Sur les routes de l’infortune
A l’entraînement, les cyclistes pros font souvent face aux incivilités des automobilistes
Qu’il pleuve ou qu’il vente, ils sont toujours sur les routes. Dix mois sur douze, les coureurs professionnels escaladent des cols raides comme des murs, dévalent des pentes comme des skieurs et avalent des milliers de kilomètres. Le décès tragique de Michele Scarponi, renversé par un van à l’entraînement, et l’affaire Yoann Offredo, agressé par un automobiliste dans des circonstances encore floues, viennent mettre en lumière un autre aspect de la vie des cyclistes. Celui du danger auquel ils s’exposent chaque jour sur les routes. « Je suis un coureur plutôt prudent voire trouillard à l’entraînement, confie Adrien Petit (Direct Energie). La dernière fois, j’ai fait un kilomètre sur un grand axe et un automobiliste m’a dépassé de tellement près qu’il y a eu comme un appel d’air. » Ce n’est pas un hasard si les coureurs préfèrent rouler sur des routes moins denses et en petits groupes. « J’essaie de m’entraîner tout seul ou en petit comité, pour minimiser les risques », confirme Jérémy Roy (FDJ). Autre ennemi du cycliste, les ronds-points : « La veille de l’accident de Scarponi, je vois une voiture qui s’insère sans se soucier de l’angle mort.
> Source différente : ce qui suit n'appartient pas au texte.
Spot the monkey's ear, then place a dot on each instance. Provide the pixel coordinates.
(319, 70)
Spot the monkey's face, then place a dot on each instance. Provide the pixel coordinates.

Heureusement que j’ai anticipé et ai eu le temps de freiner, parce que le gars n’a pas tourné la tête », peste Adrien Petit, neuvième du dernier Paris-Roubaix.
Faire de la prévention
A force de sentir des voitures les frôler à vive allure, les cyclistes n’hésitent pas à s’en prendre aux automobilistes. « Lors de mes premières années, j’avais tendance à gueuler. Maintenant, je ferme ma gueule, confie Adrien Petit. Ce n’est pas vraiment de la résiliation, mais j’ai eu des histoires… » Des voix s’élèvent pour que les coureurs aient le droit de rouler avec une bombe lacrymogène afin de se défendre. Une idée qui ne fait pas vraiment l’unanimité. « Si on a une lacrymo et le chauffeur une batte, on aura des bastons à tous les coins de rue. Ce n’est pas ça le souci », explique Jérémy Roy. Le problème, pour le coureur de la FDJ, c’est que la répression ne suffit pas. « Tant qu’il n’y a pas vraiment d’accident, les plaintes n’aboutissent pas. » Et la solution, dans tout ça? « Il faut que le sujet soit mieux abordé à l’apprentissage de la conduite », avance Adrien Petit. Mais ce combat ne doit pas seulement être celui des automobilistes. « Il y a certains comportements à reconsidérer chez les coureurs. On est à l’entraînement, pas en course… », conclut Jérémy Roy.